The Nikon D3200 records 1080p Full-HD video at 24 or 30 fps and video clips as much as 20 minutes. It also includes a HDMI jack, making it easy to show images and video directly on an HDTV. Nikon claims to be delivering “full-time” AF by improving the Face and Contrast Detection capabilities. In at least one online report, a Nikon spokesperson clearly admitted that the company had been aware of this discrepancy between the quality of video and the lack of AF performance. The upgrade to the AF technology in the D3200 appears to be generating positive comments, as more digital photographers are creating, not just shooting, with HD video.

Sony released the A57 and A 37 to go head-to-head with the Rebel T4i and D3200. Many experts and reviewers give Sony big ups for its fixed-mirror design. Unlike the “standard” DSLR, there is no moving mirror in either Sony model, so more of the light entering the lens is directed to the sensor. The advantage for the first-time DSLR buyer is that the camera is capable of focusing and continuing to shoot stills and movies without pausing for the mirror to return to its original position. The A57’s video specs are equally competitive, at 1080 Full-HD at 60 fps (as well as 24 fps) in AVCHD 2.0 standard capture. Plus, the A57 records video clips as much as 29 minutes. The A37 features 1080/60i/24p HD video in AVCHD format, but also includes a number of very helpful features: built-in stereo microphones and a wind-cut filter.

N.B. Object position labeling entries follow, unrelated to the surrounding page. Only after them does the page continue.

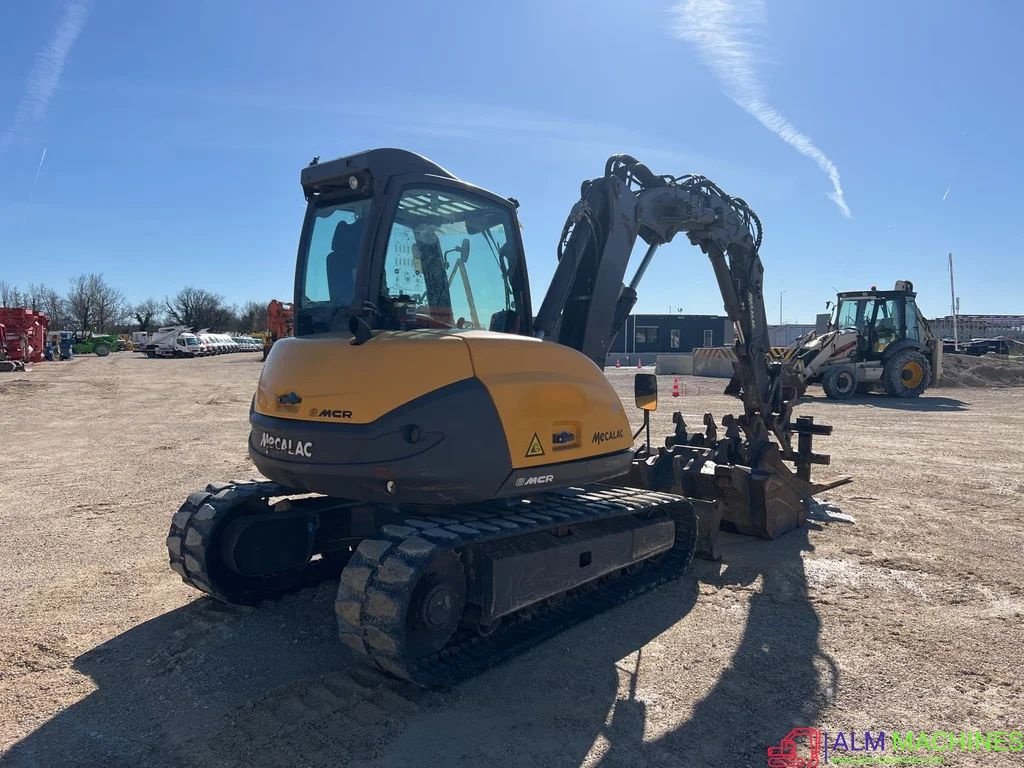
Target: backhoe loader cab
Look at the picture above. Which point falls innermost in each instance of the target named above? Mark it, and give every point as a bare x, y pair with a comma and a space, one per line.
875, 339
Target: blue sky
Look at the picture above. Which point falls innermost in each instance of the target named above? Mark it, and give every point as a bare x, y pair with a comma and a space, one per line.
174, 132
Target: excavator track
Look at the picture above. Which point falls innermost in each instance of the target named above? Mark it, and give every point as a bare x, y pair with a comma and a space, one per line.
382, 576
193, 550
380, 580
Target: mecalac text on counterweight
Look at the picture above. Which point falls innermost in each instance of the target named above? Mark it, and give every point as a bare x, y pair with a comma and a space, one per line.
287, 445
611, 434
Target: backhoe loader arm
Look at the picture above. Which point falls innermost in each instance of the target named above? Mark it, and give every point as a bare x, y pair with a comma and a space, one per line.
587, 302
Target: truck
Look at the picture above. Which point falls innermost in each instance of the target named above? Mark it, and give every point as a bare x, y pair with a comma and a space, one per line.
172, 341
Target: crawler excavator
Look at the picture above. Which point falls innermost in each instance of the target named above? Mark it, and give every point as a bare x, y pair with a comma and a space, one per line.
464, 466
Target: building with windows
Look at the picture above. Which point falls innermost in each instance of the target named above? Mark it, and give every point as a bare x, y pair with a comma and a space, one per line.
979, 326
648, 335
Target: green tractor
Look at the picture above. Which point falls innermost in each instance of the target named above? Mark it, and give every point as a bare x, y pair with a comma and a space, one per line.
89, 343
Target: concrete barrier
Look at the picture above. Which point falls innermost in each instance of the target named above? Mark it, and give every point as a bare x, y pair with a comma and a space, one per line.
681, 365
715, 361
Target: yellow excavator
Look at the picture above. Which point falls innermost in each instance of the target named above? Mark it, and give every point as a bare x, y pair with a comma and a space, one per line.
463, 465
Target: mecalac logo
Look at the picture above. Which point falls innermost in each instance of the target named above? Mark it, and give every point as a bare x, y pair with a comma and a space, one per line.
327, 413
287, 445
536, 480
611, 434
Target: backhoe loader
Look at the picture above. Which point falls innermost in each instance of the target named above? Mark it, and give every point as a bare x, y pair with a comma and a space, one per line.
464, 466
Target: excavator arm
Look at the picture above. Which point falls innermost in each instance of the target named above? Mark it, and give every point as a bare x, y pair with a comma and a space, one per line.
631, 202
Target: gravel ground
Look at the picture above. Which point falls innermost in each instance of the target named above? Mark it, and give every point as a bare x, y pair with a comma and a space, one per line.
910, 620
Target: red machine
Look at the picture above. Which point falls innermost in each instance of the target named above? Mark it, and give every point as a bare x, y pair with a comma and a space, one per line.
280, 323
25, 334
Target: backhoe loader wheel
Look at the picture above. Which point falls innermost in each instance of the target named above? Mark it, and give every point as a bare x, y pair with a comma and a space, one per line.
840, 383
907, 374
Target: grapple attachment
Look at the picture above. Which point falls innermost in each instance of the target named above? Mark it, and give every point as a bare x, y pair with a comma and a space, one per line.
739, 481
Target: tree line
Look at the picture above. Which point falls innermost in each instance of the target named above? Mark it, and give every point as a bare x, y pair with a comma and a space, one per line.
93, 304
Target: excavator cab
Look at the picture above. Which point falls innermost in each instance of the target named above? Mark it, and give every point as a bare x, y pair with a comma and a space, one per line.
400, 244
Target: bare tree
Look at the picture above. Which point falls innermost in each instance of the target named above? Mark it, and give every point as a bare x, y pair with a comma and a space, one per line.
54, 306
112, 309
147, 313
93, 304
198, 307
252, 316
10, 296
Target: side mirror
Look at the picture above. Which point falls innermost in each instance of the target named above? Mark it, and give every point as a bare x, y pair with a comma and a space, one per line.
359, 330
645, 391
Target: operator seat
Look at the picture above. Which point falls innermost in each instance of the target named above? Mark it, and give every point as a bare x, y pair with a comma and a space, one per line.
342, 261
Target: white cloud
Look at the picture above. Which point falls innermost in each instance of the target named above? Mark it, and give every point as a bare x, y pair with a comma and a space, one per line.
725, 33
45, 75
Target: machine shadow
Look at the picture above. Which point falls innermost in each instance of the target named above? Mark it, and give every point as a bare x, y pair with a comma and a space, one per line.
778, 678
923, 403
209, 684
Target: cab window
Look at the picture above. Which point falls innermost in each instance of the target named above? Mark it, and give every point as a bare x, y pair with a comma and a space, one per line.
448, 262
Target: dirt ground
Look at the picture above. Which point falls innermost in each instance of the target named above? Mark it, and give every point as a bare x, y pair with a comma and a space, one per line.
909, 620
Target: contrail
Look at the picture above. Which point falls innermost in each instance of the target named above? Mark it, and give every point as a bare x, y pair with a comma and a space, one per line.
950, 184
32, 189
722, 31
45, 75
42, 159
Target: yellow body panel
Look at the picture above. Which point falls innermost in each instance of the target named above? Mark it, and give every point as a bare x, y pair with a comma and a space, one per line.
332, 375
545, 389
554, 403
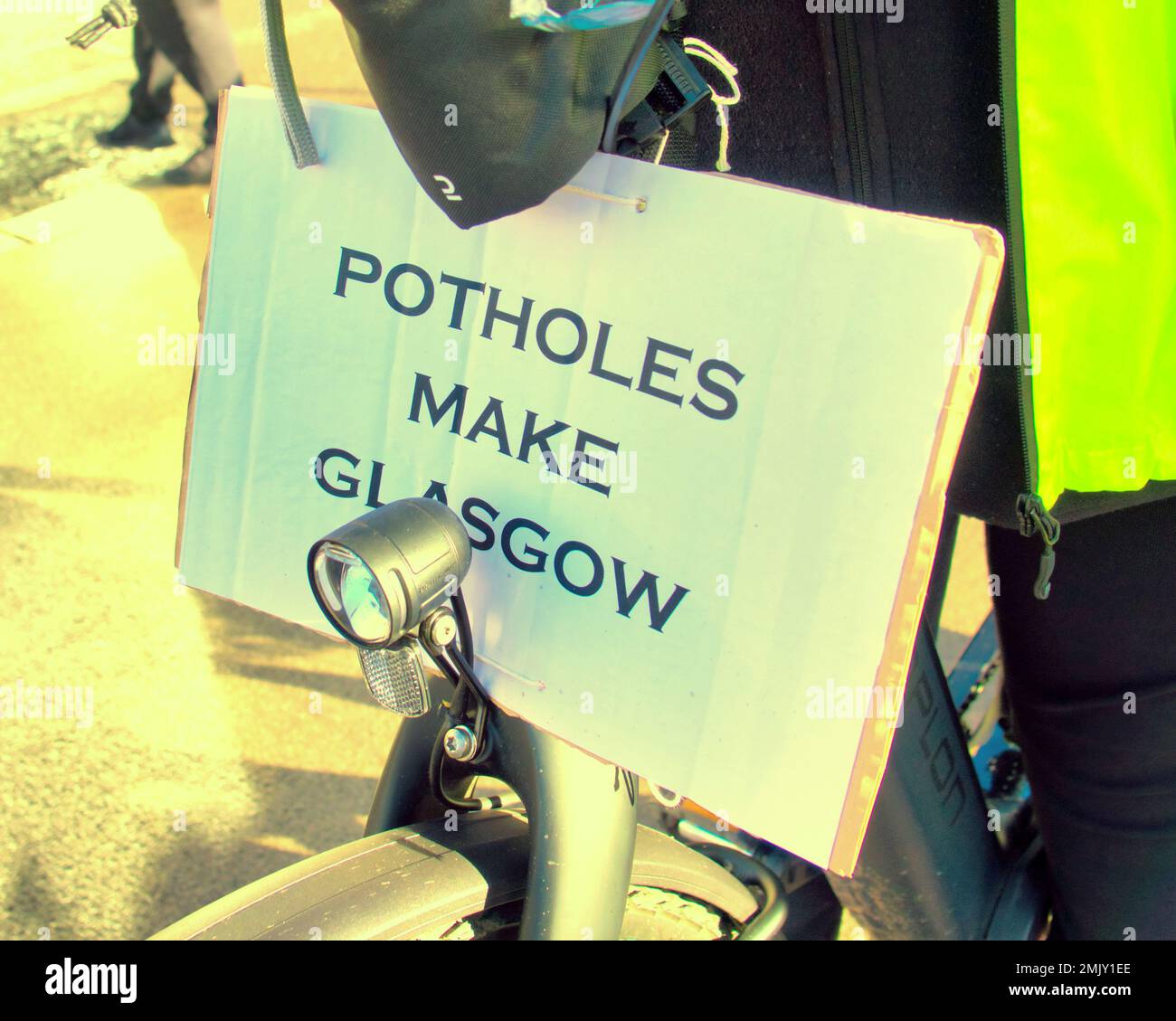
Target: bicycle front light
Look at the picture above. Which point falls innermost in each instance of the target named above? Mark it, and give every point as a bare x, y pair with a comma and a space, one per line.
376, 578
379, 578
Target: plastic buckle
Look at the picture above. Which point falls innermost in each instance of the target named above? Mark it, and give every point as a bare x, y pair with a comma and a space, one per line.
678, 90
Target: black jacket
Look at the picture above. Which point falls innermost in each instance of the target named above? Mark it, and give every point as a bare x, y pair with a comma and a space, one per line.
896, 116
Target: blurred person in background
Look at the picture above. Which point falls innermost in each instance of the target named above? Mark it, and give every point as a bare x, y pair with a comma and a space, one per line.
189, 36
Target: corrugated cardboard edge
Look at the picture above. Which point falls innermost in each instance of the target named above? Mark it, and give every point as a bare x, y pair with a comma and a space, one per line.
877, 734
201, 305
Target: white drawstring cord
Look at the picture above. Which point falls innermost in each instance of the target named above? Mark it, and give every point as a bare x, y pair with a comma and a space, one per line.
697, 47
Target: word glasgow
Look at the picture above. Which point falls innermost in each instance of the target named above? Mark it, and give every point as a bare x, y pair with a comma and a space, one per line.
577, 567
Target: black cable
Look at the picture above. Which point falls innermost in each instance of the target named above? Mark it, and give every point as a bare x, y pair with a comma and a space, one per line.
771, 919
465, 632
646, 39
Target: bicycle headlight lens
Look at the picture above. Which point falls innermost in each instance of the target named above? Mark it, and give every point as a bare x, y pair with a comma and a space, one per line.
352, 594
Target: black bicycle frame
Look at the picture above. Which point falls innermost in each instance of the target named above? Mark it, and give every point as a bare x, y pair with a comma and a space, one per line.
929, 868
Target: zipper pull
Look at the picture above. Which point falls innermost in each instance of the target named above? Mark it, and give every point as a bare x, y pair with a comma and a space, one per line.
1035, 519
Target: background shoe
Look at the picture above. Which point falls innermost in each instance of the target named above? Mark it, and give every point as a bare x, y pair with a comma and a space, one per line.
196, 169
139, 133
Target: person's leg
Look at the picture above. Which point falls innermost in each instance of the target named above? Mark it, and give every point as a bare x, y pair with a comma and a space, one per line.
151, 98
196, 40
1092, 679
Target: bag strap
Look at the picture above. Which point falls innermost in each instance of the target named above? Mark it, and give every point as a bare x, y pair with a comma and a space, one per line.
281, 75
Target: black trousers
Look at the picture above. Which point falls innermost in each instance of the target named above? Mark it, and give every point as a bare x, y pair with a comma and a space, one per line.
1092, 676
189, 36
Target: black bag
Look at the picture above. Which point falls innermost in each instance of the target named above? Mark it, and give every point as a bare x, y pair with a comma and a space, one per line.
490, 116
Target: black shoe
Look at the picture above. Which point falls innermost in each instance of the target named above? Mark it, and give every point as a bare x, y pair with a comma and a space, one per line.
139, 133
196, 169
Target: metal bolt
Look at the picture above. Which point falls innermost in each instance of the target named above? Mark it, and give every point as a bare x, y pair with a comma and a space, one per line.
460, 743
441, 629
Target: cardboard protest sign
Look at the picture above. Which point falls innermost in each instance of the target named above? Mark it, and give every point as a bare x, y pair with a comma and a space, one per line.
698, 430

Canon is equally serious about advance AF technology. The new EOS Rebel T4i is the first EOS model with a Movie Servo AF that operates very evenly and silently, especially when the camera is paired with Canon’s new EF and EF-S STM lenses. The Movie Servo AF functions continuously during video recording and gives your movies the same bokeh, or background blur effect, that DSLRs achieve in still images. The camera also features the new Hybrid CMOS autofocus system, a first for an EOS camera. It includes a 9-point all cross-type AF array, with a high-precision, dual-cross f/2.8 point at center. With this much faster AF system, the T4i will spend less time focus hunting and operate continuously for stills or video in Live View.

The Canon EOS Rebel T4i records more than 29 minutes of video at 1080/30p as well as various lengths for other frames rates: 1080/25p, 720/60p and 50p and 480/30p and 25p.

With the great improvement in the AF systems in the Rebel T4i, Sony A57 and Nikon D3200, beginner DSLR photographers are receiving much greater value. They have a camera that captures excellent stills and now much better video. This is definitely the year of the dual-capability DSLR many of us have always wanted.